Capital One has adopted AWS and has a focus on optimizing the infrastructure for costs. "We have a robust FinOps practice," said Peters. "We take the billing data and marry it up with the telemetry tracking and resource tagging information."

Peters said Capital One has saved millions of dollars with optimization. He said:

"We tag everything in our AWS cloud, down to billing units, individual teams, applications. I have a dashboard I can have access to that. I can tell you the monthly spend on any given application. We can drive very, very useful insight into the usage of the cloud, and we can focus our optimization on where it needs to be."

The company is also using Graviton to save money.

Going forward, Capital One is focused on generative AI workloads and building out an infrastructure that can be optimized and automated. Peters said Capital One is in a working group with AMD and Nvidia to optimize GPU workloads.

"We will continue to push forward in generative AI and its application in financial services," said Peters.

Capital One is also focused on transferring more of its operations including financial ledgers and business operations to the cloud.

Sprinklr on benchmarking GPU costs, smaller models

Sprinklr's Jamal Mazhar, Vice President of Engineering at Splinklr, said the company invested in AI early and has been focused on scaling its data ingestion and processing in a cost efficient way.

"We have thousands of servers and petabytes of data," he said.

As a result, Mazhar said Sprinkr has been focused on experimenting with instances that have a good cost ratio for compute and storage. Mazhar said his company has optimized on Graviton and scaling its Elastic Search workloads.

Mazhar said he has also been focused on smaller large language models and cutting GPU overhead. He said:

"A lot of times people use GPUs for AI workloads. But what we found out is that several of our inference models, which are very small in size, there's an overhead of using GPUs. For a smaller models, you can do quite well with compute intensive instances."

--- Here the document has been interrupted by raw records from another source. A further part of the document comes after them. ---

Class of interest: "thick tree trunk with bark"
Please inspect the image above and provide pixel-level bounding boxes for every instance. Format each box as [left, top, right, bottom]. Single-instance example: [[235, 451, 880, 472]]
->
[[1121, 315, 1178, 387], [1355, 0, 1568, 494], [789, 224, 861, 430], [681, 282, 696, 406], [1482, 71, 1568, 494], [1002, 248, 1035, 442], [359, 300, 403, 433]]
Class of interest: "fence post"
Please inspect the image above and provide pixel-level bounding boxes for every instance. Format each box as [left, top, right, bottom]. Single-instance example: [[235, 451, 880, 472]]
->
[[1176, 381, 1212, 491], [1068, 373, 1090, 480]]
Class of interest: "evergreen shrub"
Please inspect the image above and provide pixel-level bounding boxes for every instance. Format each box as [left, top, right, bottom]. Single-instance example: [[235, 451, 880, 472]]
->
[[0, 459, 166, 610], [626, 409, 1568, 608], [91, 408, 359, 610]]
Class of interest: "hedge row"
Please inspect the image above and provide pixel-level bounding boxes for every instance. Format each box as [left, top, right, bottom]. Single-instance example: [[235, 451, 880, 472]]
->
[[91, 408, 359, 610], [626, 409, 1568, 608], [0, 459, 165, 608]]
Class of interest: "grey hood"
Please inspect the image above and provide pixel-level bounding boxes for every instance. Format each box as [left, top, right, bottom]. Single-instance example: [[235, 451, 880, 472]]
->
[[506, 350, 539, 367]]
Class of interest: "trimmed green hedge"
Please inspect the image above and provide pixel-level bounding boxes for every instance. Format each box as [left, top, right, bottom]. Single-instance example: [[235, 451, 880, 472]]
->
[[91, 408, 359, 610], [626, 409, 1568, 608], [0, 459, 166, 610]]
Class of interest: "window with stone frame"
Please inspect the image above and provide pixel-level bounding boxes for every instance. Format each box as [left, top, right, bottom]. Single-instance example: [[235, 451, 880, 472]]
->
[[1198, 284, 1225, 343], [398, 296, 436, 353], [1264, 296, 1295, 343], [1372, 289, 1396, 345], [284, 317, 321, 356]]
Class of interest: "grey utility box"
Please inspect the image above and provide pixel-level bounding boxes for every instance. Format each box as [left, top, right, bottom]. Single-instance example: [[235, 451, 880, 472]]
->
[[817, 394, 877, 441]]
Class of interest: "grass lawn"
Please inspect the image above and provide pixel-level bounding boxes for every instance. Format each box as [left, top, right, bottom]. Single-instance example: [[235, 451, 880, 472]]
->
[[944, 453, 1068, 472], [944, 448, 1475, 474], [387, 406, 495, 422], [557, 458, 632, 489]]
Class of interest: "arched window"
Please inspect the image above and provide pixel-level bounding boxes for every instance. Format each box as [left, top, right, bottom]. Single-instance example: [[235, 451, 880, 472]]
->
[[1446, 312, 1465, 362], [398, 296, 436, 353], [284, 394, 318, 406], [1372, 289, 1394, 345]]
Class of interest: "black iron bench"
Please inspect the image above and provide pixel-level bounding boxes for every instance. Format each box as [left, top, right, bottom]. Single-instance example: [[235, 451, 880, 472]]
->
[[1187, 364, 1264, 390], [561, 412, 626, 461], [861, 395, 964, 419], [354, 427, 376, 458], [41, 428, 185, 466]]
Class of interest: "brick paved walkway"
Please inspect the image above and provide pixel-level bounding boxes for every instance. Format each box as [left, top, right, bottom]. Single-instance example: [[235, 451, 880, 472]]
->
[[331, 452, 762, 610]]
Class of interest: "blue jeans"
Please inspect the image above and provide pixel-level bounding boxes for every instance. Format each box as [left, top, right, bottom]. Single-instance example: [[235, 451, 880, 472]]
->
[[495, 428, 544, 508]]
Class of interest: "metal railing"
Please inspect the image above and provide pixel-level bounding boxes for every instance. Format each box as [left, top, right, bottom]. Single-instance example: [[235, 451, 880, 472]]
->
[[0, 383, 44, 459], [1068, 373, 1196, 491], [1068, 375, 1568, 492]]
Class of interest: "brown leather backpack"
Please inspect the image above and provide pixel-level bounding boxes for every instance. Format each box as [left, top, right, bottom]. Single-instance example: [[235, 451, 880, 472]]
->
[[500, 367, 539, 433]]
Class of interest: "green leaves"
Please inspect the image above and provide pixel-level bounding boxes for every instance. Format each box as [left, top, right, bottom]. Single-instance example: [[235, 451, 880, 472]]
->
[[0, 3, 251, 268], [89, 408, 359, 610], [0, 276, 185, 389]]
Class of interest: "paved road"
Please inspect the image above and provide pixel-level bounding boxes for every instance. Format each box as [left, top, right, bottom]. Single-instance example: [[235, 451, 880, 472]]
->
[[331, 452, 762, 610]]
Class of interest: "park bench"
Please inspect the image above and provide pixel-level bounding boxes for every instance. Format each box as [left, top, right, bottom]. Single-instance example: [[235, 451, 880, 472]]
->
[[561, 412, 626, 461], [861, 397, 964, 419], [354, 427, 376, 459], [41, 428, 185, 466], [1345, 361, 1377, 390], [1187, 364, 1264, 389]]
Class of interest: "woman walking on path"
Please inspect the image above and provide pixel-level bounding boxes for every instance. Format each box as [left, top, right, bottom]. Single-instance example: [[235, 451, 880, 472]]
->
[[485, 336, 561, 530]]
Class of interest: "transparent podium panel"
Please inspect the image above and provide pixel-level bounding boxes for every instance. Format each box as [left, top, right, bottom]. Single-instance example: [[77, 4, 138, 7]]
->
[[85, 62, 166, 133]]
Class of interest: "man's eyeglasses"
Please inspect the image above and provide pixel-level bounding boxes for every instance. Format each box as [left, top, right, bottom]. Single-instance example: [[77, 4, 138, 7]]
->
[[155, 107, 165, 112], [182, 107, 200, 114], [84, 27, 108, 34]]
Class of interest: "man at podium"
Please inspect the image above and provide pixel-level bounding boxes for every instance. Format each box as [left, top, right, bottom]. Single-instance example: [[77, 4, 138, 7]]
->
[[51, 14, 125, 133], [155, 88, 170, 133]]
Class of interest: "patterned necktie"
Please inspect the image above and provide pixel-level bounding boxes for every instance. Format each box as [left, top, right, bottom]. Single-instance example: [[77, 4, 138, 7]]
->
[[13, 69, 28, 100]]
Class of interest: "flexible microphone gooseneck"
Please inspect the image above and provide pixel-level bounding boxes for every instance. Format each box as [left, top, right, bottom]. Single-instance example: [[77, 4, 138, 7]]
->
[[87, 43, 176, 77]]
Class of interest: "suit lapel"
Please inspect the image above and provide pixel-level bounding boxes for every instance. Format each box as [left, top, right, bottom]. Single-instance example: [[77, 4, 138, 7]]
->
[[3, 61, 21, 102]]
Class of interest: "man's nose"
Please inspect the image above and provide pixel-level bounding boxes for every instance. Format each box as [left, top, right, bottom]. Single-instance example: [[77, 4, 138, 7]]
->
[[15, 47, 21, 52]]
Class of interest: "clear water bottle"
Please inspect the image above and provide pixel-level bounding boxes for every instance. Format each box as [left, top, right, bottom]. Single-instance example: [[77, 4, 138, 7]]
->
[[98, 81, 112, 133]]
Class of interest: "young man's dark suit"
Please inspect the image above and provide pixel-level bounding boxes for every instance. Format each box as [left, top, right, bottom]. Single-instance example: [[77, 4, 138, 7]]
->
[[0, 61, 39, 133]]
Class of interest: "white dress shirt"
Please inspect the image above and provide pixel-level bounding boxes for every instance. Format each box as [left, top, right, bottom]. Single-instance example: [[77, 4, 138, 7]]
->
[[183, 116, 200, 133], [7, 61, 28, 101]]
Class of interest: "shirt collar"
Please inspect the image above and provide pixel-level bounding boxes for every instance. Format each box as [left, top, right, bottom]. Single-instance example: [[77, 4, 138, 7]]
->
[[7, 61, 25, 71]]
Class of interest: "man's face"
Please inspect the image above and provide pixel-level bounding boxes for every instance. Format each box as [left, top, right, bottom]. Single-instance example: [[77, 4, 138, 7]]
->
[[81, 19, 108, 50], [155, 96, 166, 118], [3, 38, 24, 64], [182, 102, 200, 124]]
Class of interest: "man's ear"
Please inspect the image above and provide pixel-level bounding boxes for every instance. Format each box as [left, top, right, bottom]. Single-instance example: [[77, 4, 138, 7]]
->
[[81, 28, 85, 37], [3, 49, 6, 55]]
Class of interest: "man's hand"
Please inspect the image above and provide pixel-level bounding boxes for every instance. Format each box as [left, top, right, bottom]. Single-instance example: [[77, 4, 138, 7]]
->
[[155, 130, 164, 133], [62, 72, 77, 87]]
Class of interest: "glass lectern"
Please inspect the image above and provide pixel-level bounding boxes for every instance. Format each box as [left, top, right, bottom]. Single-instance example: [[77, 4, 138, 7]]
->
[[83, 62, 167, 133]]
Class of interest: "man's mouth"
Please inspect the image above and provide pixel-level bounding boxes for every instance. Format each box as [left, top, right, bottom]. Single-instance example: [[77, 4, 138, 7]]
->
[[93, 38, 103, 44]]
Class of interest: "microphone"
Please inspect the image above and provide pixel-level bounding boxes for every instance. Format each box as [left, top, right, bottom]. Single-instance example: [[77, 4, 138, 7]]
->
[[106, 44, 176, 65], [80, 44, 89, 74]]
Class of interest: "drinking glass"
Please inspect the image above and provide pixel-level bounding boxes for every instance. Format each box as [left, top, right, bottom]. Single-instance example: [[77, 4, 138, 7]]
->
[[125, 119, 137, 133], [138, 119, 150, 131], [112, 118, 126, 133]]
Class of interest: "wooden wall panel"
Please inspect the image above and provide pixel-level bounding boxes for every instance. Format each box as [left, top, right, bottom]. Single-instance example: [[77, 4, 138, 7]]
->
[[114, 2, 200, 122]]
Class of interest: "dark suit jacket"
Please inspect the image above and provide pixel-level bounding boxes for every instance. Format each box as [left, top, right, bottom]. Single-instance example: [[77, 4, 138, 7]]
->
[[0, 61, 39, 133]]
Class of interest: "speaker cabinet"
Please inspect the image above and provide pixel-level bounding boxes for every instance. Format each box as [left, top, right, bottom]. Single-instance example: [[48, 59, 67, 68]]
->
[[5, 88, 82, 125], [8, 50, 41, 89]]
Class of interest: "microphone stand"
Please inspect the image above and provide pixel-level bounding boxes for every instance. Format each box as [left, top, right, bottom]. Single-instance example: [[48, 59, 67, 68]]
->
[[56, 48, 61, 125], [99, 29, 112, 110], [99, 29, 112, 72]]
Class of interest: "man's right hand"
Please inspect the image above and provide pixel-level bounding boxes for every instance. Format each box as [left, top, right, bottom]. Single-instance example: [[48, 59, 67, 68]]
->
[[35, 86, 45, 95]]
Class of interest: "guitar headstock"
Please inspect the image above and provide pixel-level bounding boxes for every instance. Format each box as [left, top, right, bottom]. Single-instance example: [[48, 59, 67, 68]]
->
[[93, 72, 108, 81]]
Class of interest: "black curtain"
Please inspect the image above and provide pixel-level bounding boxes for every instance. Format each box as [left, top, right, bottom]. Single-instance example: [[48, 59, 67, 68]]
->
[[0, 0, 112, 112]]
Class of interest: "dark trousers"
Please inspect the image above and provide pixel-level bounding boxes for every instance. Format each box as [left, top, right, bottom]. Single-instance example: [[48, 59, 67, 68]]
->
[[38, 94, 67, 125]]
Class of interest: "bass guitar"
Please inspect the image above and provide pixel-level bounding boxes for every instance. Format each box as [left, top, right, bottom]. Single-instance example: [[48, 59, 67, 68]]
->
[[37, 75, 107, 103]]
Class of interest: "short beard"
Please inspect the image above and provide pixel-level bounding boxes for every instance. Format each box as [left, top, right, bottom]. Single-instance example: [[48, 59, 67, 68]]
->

Mazhar said Sprinkr has been benchmarking AI workloads for its inference models and AI workloads. He added that the company has seen a 20% to 30% cost reduction. He said:

"When you try use a more expensive chip, you feel like you're going to get better performance. Just benchmarking the workload makes you realize that the GPU is not necessarily overkill. You're not using it properly."

Goldman Sachs: Modernizing mainframes

Victor Balta, Managing Director at Goldman Sachs, said the investment firm was focused on moving its mainframe software, which was licensed from FIS decades ago and heavily customized. FIS has said it won't support mainframes, which supports Goldman Sachs InvestOne platform.

InvestOne is Goldman Sachs investment book of record and sits in Goldman Sachs Asset Management, which oversees $2 trillion in assets. The mainframe architecture was running more than $6 million a year ago support and had limited scaling ability and integration.

Balta said Goldman Sachs created an emulator that would allow its COBOL-based system to run on AWS. Goldman Sachs also decoupled components such as data streaming, real-time integrations and batch processing to reduce costs.

"Currently we have a team of more than 20 global engineers supporting the platform," said Balta. "It's very expensive to run on mainframe with the complexity and integration. You don't have the same number of APIs or data connects to integrate with the mainframe. We're very limited on what we do. And sourcing high skilled COBOL engineers with that financial background is difficult."

Simply put, Goldman Sachs had 30 years of custom COBOL code. Rewriting it wasn't a possibility in a quick time frame so it decided to lift and shift with an emulator and go from there.

Going forward, Goldman Sachs Technology Fellow Yitz Loriner said the company will begin to reinvent its system so it can scale and create a new software development lifecycle.

"The emulator is just the first step because we wanted to reduce the blast radius of changing the infrastructure without changing the existing interface," said Balta. "It's a pragmatic approach."